Scientific computing and the cloud

20110827-091100.jpg
This year I’ve had a chance to experiment with tools for compute intensive applications. In particular, tools that harness the profusion of inexpensive CPU/GPU cycles available — OpenMP for multi-threading on single machines so that multiple cores can be leveraged; MPI to distribute compute load over clusters of machines; OpenCL for handing general purpose computation off to a graphics processor. And then on top of these tools, NumPy and SciPy for scripting and visualization from Python. The amount of excellent computational software which is now available is amazing, these capabilities would have cost immeasurable amounts of money just a decade ago. And the first time I tied together a cluster of machines or yoked up a GPU and did a massive computation, and then displayed the animated results using Python — what a great feeling! The ability to attack really hard, really large problems is better than it is has ever been.

But what a nightmare of housekeeping. Breaking up computation into threads and spreading it across multiple cores with shared memory and file system is tedious and error-prone — hand-offs between threads create opportunities for many errors. The work to break up and manage the computation load across multiple machines is even more mind-numbing and error-prone, and now the lack of shared memory and files are additional complications. Using graphics processors is even more obtuse, with their funky fractured memory spaces and architectures and limited language support. And getting all the software piece parts running in the first place takes a long time to work through all the dependencies, mixing and matching distributions and libraries and tools, and then getting it all right on multiple machines. And then you get to maintain all this as new versions of libs and runtimes are released..

But again the results can be stunning — just look around the web at what people are doing in engineering (“Youtube video”:http://www.youtube.com/watch?v=4z1STnnA3aM), life sciences (“Science Mag article”:http://www.sciencemag.org/content/331/6019/848.full#F3), or any of a dozen other areas. Harnessing multiple cheap processors to perform complicated modeling or visualization can have huge payoff in financial services, bioinformatics, engineering analysis, climate modeling, actuarial analysis, targeting analysis, and so many other areas.

However, it is just too darn hard to wield all these tools. The space is crying out for a cloud solution. I want someone else to figure out all the dependencies and library requirements and spin up the correctly configured virtual machines with all the necessary componentry. And keep that up to date as new libraries and components are developed. I want someone else to figure out the clustering and let me elastically spin up 1, 10, 100 machines as I need to, and manage all the housekeeping between these machines. I want someone else to buy all the machines and run them, and let me share them with other users, because my use is very episodic, and I don’t want to pay for 100 or 1000 or 10000 machines all the time, when I only need the machines for a week here and there. Maybe I want to run all my code in the cloud, or maybe I want to have all the VMs and clustering info delivered to my data center, but I want someone else to solve the housekeeping and configuration issues, and let me get to work on my problems.
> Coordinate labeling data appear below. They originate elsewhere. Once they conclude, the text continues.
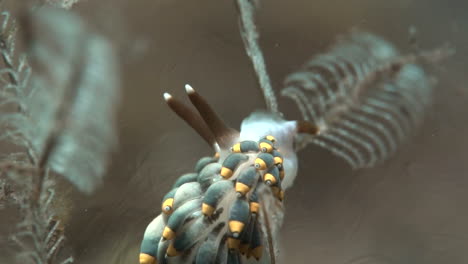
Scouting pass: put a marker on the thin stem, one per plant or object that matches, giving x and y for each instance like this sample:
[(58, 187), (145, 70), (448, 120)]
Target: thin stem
[(250, 36)]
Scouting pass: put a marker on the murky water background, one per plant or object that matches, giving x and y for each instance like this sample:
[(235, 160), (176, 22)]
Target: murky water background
[(410, 210)]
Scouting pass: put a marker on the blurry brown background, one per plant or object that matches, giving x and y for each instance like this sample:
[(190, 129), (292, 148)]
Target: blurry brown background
[(413, 209)]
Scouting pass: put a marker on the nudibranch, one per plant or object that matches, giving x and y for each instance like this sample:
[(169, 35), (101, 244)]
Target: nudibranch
[(230, 209)]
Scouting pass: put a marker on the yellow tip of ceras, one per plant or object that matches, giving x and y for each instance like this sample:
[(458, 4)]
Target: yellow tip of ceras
[(265, 147), (166, 206), (260, 164), (168, 234), (236, 228), (147, 259), (242, 188), (269, 179), (226, 173), (207, 209)]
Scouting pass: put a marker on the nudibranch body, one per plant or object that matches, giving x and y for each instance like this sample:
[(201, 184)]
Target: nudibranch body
[(230, 209)]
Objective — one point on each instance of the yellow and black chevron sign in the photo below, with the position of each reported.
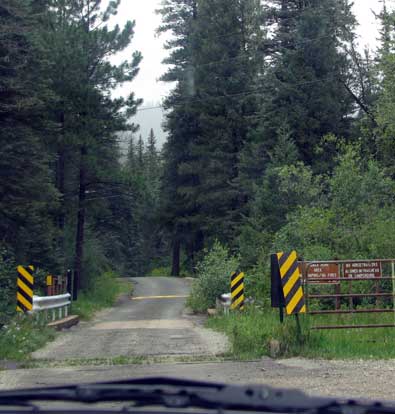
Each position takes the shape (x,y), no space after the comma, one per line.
(25,283)
(291,283)
(237,290)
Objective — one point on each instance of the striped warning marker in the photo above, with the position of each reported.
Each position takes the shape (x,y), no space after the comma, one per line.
(25,283)
(291,283)
(237,290)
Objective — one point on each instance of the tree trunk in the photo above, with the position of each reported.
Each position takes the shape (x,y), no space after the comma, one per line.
(79,245)
(175,268)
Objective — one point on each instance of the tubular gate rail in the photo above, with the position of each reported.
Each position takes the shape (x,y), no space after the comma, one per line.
(330,289)
(55,306)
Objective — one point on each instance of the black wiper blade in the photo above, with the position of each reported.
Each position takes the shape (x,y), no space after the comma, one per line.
(176,393)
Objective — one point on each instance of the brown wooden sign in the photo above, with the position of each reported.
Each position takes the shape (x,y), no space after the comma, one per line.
(362,269)
(325,271)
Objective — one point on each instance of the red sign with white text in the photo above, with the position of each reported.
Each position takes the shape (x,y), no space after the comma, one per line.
(362,269)
(322,271)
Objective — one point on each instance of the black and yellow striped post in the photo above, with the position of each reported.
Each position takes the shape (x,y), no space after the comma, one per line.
(237,290)
(291,283)
(25,283)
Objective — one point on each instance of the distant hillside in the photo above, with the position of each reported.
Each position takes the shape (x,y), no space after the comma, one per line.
(150,118)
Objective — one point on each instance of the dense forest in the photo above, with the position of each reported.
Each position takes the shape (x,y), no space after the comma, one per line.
(280,135)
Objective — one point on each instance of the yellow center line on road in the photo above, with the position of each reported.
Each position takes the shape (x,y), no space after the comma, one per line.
(159,297)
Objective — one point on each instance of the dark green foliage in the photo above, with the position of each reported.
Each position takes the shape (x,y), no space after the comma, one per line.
(28,198)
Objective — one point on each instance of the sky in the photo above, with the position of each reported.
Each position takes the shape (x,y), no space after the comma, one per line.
(147,84)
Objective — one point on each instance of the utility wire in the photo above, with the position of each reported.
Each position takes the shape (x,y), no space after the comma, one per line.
(244,93)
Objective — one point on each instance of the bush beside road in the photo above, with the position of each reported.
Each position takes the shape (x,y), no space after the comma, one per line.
(22,334)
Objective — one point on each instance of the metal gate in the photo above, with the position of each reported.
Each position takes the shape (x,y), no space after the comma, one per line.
(350,287)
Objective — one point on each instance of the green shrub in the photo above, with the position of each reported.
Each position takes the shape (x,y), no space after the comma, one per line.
(103,293)
(21,336)
(213,277)
(159,271)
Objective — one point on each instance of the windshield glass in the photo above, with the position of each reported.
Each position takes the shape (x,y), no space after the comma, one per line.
(198,189)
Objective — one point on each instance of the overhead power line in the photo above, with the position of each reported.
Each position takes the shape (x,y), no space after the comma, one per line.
(250,92)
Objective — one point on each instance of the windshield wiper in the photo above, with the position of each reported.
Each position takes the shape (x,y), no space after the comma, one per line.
(176,393)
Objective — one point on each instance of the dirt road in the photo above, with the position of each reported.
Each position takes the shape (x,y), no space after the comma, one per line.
(155,324)
(152,322)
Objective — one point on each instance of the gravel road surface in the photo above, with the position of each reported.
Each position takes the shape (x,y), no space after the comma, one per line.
(153,322)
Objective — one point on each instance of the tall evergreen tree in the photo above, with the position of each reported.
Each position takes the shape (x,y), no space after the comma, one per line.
(305,87)
(28,198)
(80,42)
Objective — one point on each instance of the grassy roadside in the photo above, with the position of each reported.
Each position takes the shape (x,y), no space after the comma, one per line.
(24,335)
(104,294)
(251,332)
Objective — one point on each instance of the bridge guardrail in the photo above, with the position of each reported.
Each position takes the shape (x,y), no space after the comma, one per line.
(55,306)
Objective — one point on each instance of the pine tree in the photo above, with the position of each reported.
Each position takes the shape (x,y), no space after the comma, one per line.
(305,86)
(208,126)
(386,102)
(28,198)
(182,124)
(79,43)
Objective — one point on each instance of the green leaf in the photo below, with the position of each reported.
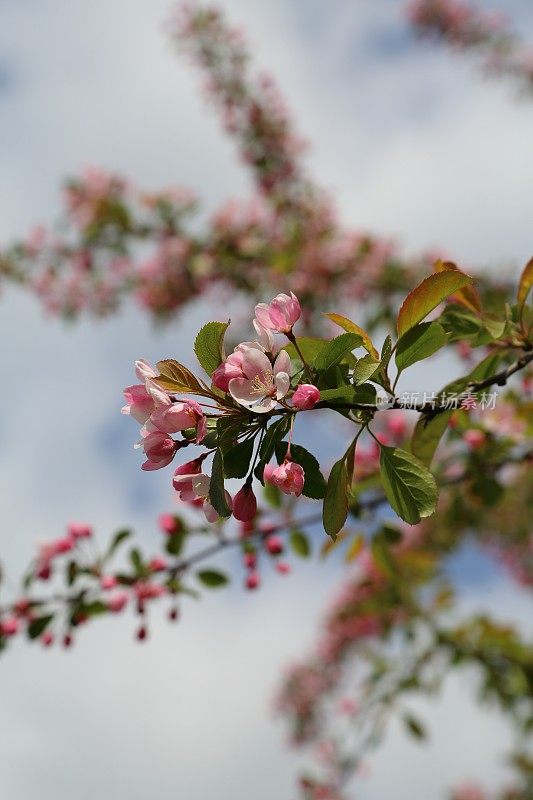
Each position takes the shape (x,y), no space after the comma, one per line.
(212,578)
(299,543)
(310,348)
(418,343)
(343,394)
(351,327)
(217,496)
(334,352)
(228,428)
(427,434)
(428,295)
(209,345)
(365,368)
(72,572)
(460,323)
(136,560)
(39,625)
(274,434)
(314,483)
(174,377)
(410,487)
(524,287)
(335,508)
(494,325)
(237,459)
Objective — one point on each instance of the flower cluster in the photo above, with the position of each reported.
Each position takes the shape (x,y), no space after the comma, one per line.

Amazon is doing some great work in AWS with their HPC support (“AWS HPC support”:http://aws.amazon.com/hpc-applications/#HPCEC2).
Microsoft has made a commitment to provide scientific computing resources in the cloud (“NYT article”:http://www.nytimes.com/2010/02/05/science/05cloud.html). There is a lot of great academic work happening (“ScienceCloud2011”:http://datasys.cs.iit.edu/events/ScienceCloud2011/). But the opportunity is out there to do a lot more.

Playing around with GPU programming

Been spending a lot of time playing around with GPU programming for scientific computing the last couple weeks. Fascinating stuff, GPUs are computational beasts. Some observations:

* If you want to get into it, “GPGPU.org”:http://gpgpu.org/ has boatloads of great info — news, tools, definitions, primers, etc etc etc. The place to start.
* There is a good chance you’ll end up using OpenCL as the device- and platform-independent interface to GPUs. “Khronos.org”:http://www.khronos.org/ has tons of great info and in particular, the “OpenCL Reference Card”:http://www.khronos.org/files/opencl-quick-reference-card.pdf. Good stuff.
* The OSX platform has awesome support for OpenCL within Xcode. Very easy to get up and going. Great sample code up at the “Apple Developer web site”:http://developer.apple.com/library/mac/search/?q=opencl.
* Also tons of samples from “Nvidia”:http://developer.download.nvidia.com/compute/opencl/sdk/website/samples.html.
* However…you may quickly hit a dead end on OSX because only the most expensive Mac Pros come with GPUs which will support double precision, and double precision is kind of necessary for scientific computing. Info on which Nvidia processors support double precision “here”:http://en.wikipedia.org/wiki/CUDA. I could go whack around and build my own double precision math libraries for unsupported GPUs but what a pain that would be.
* So onto a PC, I happen to have one with an ATI HD 57xx which will support double precision. WAY harder to get working OpenCL code working on a Windows PC tho. After much wandering around, the “AMD SDK”http://developer.amd.com/gpu/AMDAPPSDK/Pages/default.aspx seems to be the best way to get working buildable OpenCL sample code. The most freaking obtuse make files ever tho, I am ripping them apart. But if you start with one of the sample code bases and duplicate it for your use, it works. (C++ by the way).
* However now I am currently blocked by limitations in the trig function implementations. Some discussion online that suggests that they are “single precision only”:http://forums.amd.com/forum/messageview.cfm?catid=390&threadid=137564. And even the single precision results seem to have crappy precision. I will definitely have to build my own.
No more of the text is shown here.